Os céticos do aquecimento global com mudanças climáticas, que inicialmente envolveu o setor ligado aos combustíveis fósseis e um  pensamento politicamente conservador (em alguns casos, reacionários) negou o processo desde o início sem embasamento científico. Aqui prevaleceu apenas a opinião desses críticos.
Pode-se argumentar que os defensores do aquecimento global com mudança climática a partir de contribuições antrópicas também não dispunham ˗ ao menos de início e pode-se dizer, neste exato momento ˗ mas há uma diferença radical entre esses dois grupos.
A admissão do aquecimento como resultado de atividades humanas (o que não nega a participação de efeitos naturais em um ou outro sentido, já que esses fenômenos não cessaram e nem cessariam abruptamente), no entanto, acena com a possibilidade de mudança de atitudes e isso é fundamental de um ponto de vista tanto pessoal como social.
Ponto de não retorno
Há quem duvide, em função da complexidade do clima referido inicialmente, que mesmo uma mudança radical, um corte completo na emissão de gases de efeito estufa por atividades humanas não seria capaz de deter o aquecimento com mudanças climáticas.

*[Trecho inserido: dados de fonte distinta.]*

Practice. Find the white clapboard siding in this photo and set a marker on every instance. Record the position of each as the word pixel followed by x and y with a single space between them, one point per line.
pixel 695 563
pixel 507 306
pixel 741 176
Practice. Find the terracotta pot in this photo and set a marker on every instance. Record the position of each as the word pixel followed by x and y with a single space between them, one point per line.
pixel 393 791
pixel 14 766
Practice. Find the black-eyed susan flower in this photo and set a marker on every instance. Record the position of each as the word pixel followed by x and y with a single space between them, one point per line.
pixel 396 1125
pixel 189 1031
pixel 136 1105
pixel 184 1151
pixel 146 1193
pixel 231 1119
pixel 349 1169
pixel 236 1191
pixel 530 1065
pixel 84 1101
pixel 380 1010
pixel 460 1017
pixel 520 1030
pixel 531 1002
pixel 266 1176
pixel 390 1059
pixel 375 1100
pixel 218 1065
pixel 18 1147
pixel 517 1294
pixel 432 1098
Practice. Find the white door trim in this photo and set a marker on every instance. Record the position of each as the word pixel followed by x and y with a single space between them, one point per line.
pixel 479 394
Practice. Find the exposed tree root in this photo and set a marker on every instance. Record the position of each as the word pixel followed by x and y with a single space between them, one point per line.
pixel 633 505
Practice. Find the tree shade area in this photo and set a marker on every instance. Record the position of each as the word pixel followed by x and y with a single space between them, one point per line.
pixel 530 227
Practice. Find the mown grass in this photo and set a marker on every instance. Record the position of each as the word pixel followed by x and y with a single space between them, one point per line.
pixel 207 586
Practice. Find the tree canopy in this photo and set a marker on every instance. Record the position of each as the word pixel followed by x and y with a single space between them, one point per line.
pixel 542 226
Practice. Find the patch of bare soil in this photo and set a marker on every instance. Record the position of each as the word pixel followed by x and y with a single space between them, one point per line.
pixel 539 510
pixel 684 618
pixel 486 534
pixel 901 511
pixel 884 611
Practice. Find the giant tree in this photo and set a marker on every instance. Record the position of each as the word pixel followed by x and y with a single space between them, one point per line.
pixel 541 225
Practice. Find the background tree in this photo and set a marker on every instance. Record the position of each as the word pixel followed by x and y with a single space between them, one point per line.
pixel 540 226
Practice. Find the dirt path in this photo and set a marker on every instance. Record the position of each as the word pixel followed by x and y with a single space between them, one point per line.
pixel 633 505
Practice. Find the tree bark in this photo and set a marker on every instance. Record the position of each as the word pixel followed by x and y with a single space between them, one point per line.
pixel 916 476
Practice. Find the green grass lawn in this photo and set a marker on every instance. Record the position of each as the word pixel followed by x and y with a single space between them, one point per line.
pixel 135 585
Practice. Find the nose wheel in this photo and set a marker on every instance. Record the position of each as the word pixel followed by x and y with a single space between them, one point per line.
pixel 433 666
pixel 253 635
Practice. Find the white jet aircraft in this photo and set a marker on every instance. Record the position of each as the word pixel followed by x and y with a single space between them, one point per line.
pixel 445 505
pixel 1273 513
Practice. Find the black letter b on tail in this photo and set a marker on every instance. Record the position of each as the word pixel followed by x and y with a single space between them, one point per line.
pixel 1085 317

A razão por trás disso é uma certa inércia.
Um navio que se dirige sem controle rumo ao cais, mesmo que tenha seus propulsores desligados, ainda viajará certa distância antes de ser paralisado pelo atrito com a massa de água sobre o que desliza.
A inércia que governa nosso barco virtual pode fazer com que ele destrua o cais e se destrua sem que nada possa evitar a tragédia.
Isso significa que, de um ponto de vista climático, teríamos chegado a um ponto sem retorno?
Essa é outra pergunta para a que também não se tem resposta.
Na dúvida, a sociedade humana não deveria adotar medidas preventivas e acauteladoras?
Respostas mais cínicas podem dizer que, de certa maneira, isso nunca ocorreu e nem ocorrerá, no que podem estar corretas.
Mas, em escala planetária e por razões que dizem respeito à qualidade de vida, ou mesmo à sobrevivência de cada um, uma ameaça dessa natureza é inédita na historia da civilização. O que significa que não foi respondida antes.
função da ciência e da cultura em geral (evidentemente que a ciência é parte da produção cultural e não algo à parte, como se ouve dizer mesmo em ambientes onde essa maneria de pensar não passa de limitação intelectual) é alimentar um substrato mental, uma concepção sobre o que o mundo é, a partir de olhos humanos.
Então, se a função da ciência é um refazer constante do substral mental social, e a divulgação de ciência um mecanismo indispensável neste processo, é de se esperar que a ciência possa sensibilizar os humanos para as perspectivas do futuro a partir de toda aventura, enquanto espécie, que vivenciamos desde o passado mais remoto.
Neste sentido, o aquecimento global com mudanças climáticas diz respeito a uma civilização (a única que conhecemos até agora) em um dos possíveis numerosos mundos habitados, no corpo da Galáxia, ou no bojo de muitas das bilhões de galáxias que dançam ao compasso da gravidade no salão cósmico.
Em princípio, ainda que possa parecer exagero, tudo está em aberto.
Este pode ser tanto mais um desafio ˗ entre os infinitos já enfrentados pelo Homo sapiens, desde que elevou-se sobre duas pernas, construiu ferramentas, desenvolveu a linguagem e forjou a cultura para que pudesse se desenvolver ˗ como o começo de um fim.
Isso tudo pode, também, parecer pura ficção.
Ocorre que, neste momento, aparentemente realidade e ficção se confundem como em nenhum outro momento da historia humana.